Rapor ayrıca, Afrika Sahel’deki IŞİD faaliyetlerinin hız kazandığını ve örgütün bölgesel ile uluslararası sınır ötesi mali destek sağlamaya devam ettiğini ortaya koydu.
Raporun sunumu, ABD güçlerinin Türkiye sınırına yakın İdlib kırsalındaki Atmeh kampında örgütün liderlerinden birine yönelik gerçekleştirdiği güvenlik operasyonuyla aynı zamana denk geldi.
Hedef alınan ev, Irak uyruklu Salah Numan’ın ikamet ettiği yerdi ve operasyon, ABD’nin Suriye’de yeni bir güç gösterisi olarak değerlendirildi.
Rapor, Suriye’deki güvenlik durumunu “kırılgan” olarak nitelendirirken, Savunma ve İçişleri Bakanlıklarının milis gruplarını yeniden yapılandırma ve ilgili kurumlara entegre etme konusundaki başarısızlığı nedeniyle güvenlik ve askeri sistemlerin tamamen çöktüğünü vurguladı.
Bu durum, sahada önemli kontrol sağlayan onlarca aşırılıkçı grup ve yabancı savaşçının varlığıyla birleşince, IŞİD’in artan tehdidini daha da ciddi hâle getiriyor.
IŞİD’in tekfirci ideolojisinin yayılması, militanlar ile diğer grupların savaşçıları arasındaki ayrımı zorlaştırıyor ve örgütün sivil alanlara nüfuz etmesini kolaylaştırıyor.

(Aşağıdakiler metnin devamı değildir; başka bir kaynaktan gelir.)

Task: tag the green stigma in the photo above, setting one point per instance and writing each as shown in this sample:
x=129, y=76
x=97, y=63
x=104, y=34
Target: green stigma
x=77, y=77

Tüm bu gelişmeler, IŞİD’in hâlâ “sürpriz” ve “yerelleştirmeme” ilkesine dayanan saldırılarını genişleterek, Washington’un örgütü ortadan kaldırmak için yürüttüğü askeri operasyonlar sırasında Suriye ve Irak’ta binlerce sivilin ölümüne ve onlarca şehir ile köyün yıkılmasına yol açan “İslam Devleti” projesinin yeniden canlandırılması ihtimalini gündeme getiriyor.